The cell membrane is a flexible, self-sealing barrier of lipid bilayer studded with embedded and peripheral proteins. Membrane components move laterally (fluidity) allowing dynamic reorganization. Lipids (phospholipids, cholesterol, glycolipids) form the hydrophobic core; proteins mediate transport, signaling, and adhesion. Fluidity is essential for function and is tightly regulated by lipid composition and temperature.
Use model membranes (liposomes) to study fluidity and permeability. Observe membrane proteins with fluorescent tags to measure lateral diffusion. Compare lipid composition across cell types and organelles.
The membrane is solid—it is fluid at physiological temperature. Proteins float freely—many are anchored to the cytoskeleton. Cholesterol always reduces fluidity—it actually maintains optimal fluidity across temperature ranges.
You already know from studying cell membrane structure that the plasma membrane is built on a lipid bilayer, and from amphipathic molecules that phospholipids self-assemble because their hydrophilic heads face water while their hydrophobic tails face each other. The fluid mosaic model, proposed by Singer and Nicolson in 1972, goes further: it describes the membrane as a two-dimensional fluid in which lipids and proteins are not locked in place but move laterally, like icebergs drifting in a sea. The "mosaic" refers to the diverse collection of proteins embedded in and attached to this lipid sea — each performing specialized functions in transport, signaling, adhesion, and enzymatic activity.

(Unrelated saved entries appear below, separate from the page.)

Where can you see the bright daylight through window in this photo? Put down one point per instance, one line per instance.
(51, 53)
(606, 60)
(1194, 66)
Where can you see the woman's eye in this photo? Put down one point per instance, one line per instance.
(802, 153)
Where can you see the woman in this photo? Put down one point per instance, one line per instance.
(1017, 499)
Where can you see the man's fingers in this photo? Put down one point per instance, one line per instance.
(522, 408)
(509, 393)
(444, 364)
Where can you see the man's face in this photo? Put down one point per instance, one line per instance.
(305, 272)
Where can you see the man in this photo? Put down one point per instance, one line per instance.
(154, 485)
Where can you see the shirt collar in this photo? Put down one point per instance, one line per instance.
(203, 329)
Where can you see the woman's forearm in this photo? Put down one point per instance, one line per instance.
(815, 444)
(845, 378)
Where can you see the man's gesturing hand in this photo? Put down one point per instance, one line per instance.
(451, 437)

Fluidity is a defining feature, not an accident. Phospholipids in the bilayer undergo rapid lateral diffusion — a single lipid molecule can travel the length of a bacterial cell in about one second. This lateral movement allows the membrane to reseal after puncture, permits membrane proteins to cluster at signaling sites, and enables cells to change shape during movement and division. The degree of fluidity depends on lipid composition: unsaturated fatty acid tails introduce kinks that prevent tight packing, increasing fluidity; longer saturated tails pack more tightly, reducing it. Temperature also matters — at low temperatures, membranes can solidify into a gel-like state where lateral movement essentially stops.

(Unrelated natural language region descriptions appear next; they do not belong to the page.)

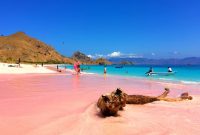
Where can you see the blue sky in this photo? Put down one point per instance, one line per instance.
(135, 28)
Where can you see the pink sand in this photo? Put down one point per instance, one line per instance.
(66, 105)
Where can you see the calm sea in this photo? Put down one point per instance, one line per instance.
(185, 74)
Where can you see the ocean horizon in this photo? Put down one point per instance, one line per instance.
(184, 74)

Cholesterol acts as a fluidity buffer. At physiological temperatures, cholesterol intercalates between phospholipids and restricts the movement of their upper chain segments, slightly reducing fluidity. But at low temperatures, cholesterol disrupts the regular packing of phospholipid tails, preventing the membrane from solidifying. The net effect is that cholesterol broadens the temperature range over which the membrane remains in its functional liquid-crystalline state. Animal cells, which must function across varying temperatures, contain substantial cholesterol (up to 50% of membrane lipids), while bacteria — which lack cholesterol — adjust fluidity by modifying fatty acid saturation instead.

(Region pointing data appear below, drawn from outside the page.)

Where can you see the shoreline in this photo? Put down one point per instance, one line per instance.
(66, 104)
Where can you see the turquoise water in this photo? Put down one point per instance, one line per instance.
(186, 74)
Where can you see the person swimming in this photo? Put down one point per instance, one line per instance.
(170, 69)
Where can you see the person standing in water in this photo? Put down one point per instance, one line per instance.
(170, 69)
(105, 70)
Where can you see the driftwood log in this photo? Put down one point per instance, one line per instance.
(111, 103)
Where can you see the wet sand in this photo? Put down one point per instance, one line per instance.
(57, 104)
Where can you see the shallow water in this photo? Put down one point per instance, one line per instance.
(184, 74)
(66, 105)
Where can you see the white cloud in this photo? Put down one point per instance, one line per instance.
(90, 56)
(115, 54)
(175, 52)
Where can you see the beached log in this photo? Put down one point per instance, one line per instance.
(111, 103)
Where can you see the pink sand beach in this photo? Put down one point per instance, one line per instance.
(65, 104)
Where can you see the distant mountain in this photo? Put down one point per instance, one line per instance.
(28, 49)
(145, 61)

Membrane proteins fall into two broad categories. Integral (transmembrane) proteins span the bilayer with hydrophobic alpha-helices or beta-barrels anchored in the lipid core; they mediate transport, act as receptors, and catalyze reactions. Peripheral proteins associate with the membrane surface through electrostatic interactions or lipid anchors and are easily stripped by changes in pH or salt concentration. Many membrane proteins are not free-floating — they are tethered to the underlying cytoskeleton (particularly the cortical actin network), which creates organized domains and restricts their lateral movement. This tethering explains why the membrane is not a uniform soup: lipid rafts, protein clusters, and polarized domains give different regions of the same cell distinct compositions and functions. The fluid mosaic model captures this tension between mobility and organization — the membrane is fluid enough to be dynamic, yet structured enough to be functional.